Following the Dean's comments, at least 37 staff from the TC Beirne School of Law have signed an open letter offering their support to the transgender and gender diverse students.
"TC Beirne School of Law is home to a large number of staff who continually strive to foster an inclusive community for all students, including LGBTIAQ+ students," the letter, posted on Twitter by several staff members, reads.
Some of the co-signatories are also members of the UQ Alley Network -- a group of staff who work to create a welcoming and inclusive space for LGBTIAQ+ students at the university.
"As staff committed to diversity and inclusion, we want to affirm our support to transgender and gender diverse students," it said.
"We will use their preferred names and personal pronouns.
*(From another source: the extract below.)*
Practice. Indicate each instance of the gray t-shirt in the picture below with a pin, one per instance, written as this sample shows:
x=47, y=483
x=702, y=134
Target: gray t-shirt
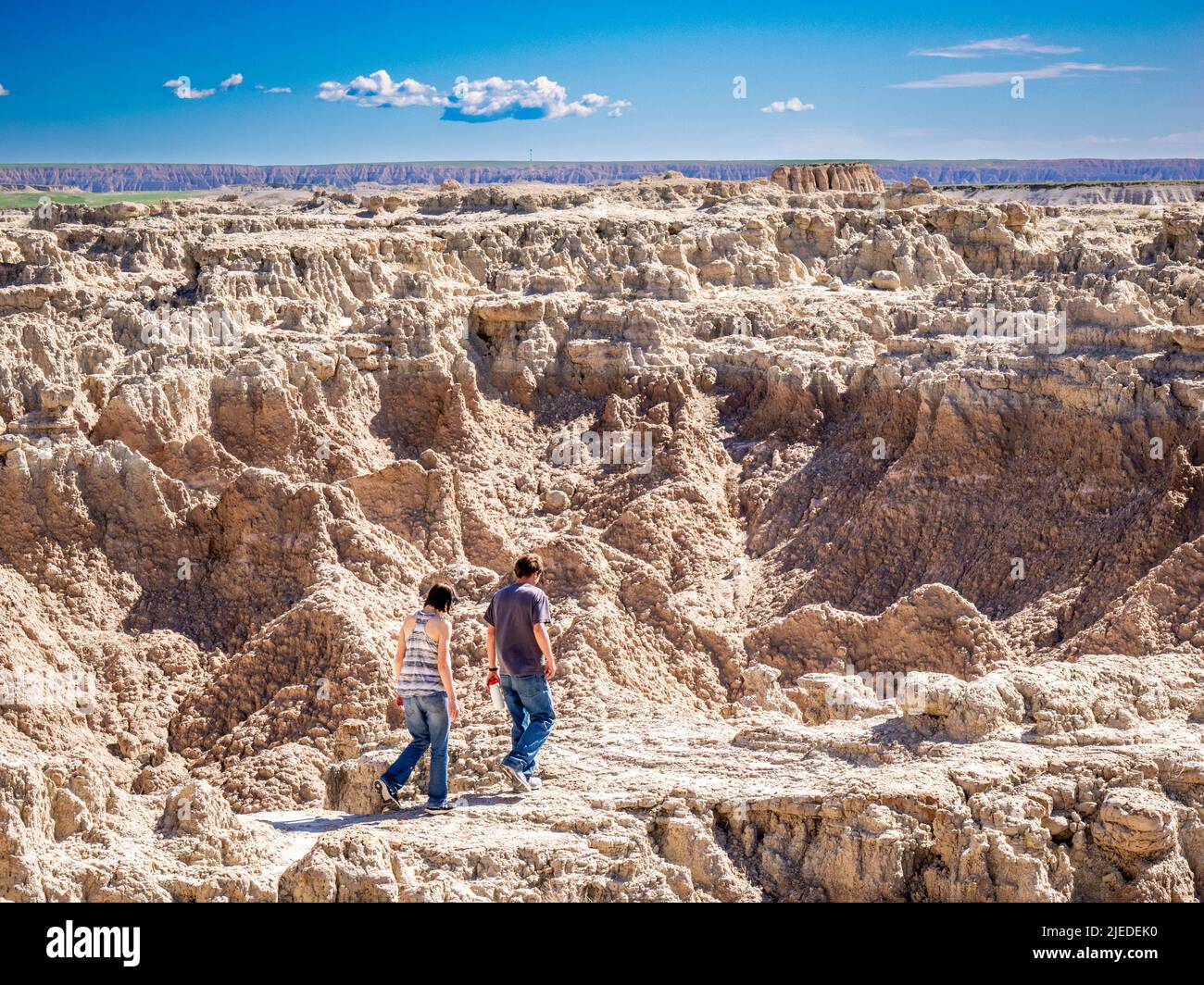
x=512, y=612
We are here to listen."
The public statement does not specifically refer to Parkinson's comments, instead committing to continually cultivating an "open and welcoming environment" for the LGBTIAQ+ community within the Law School.
The University of Queensland Law Society also released a statement rejecting the sentiment expressed by Parkinson, saying his comments "are not reflective of the inclusive culture fostered among law students".
“We acknowledge the concerns raised by students and staff regarding the comments,” the society said.
“The [law society] rejects the sentiment expressed and recognises that these statements do not reflect the lived experiences of transgender people, as well as those transitioning or who identify as gender fluid or non-binary.”
A University spokesperson told 10 daily while academic freedom and the freedom of individuals to express their views is a "tenet" of UQ, "these views do not always represent the University's position".
"One of UQ’s key values is to create and promote a diverse and inclusive community, and an environment in which our people feel empowered and supported," the spokesperson said in a statement.
Parkinson was also contacted, who after speaking with Guardian Australia, said he has no further comment.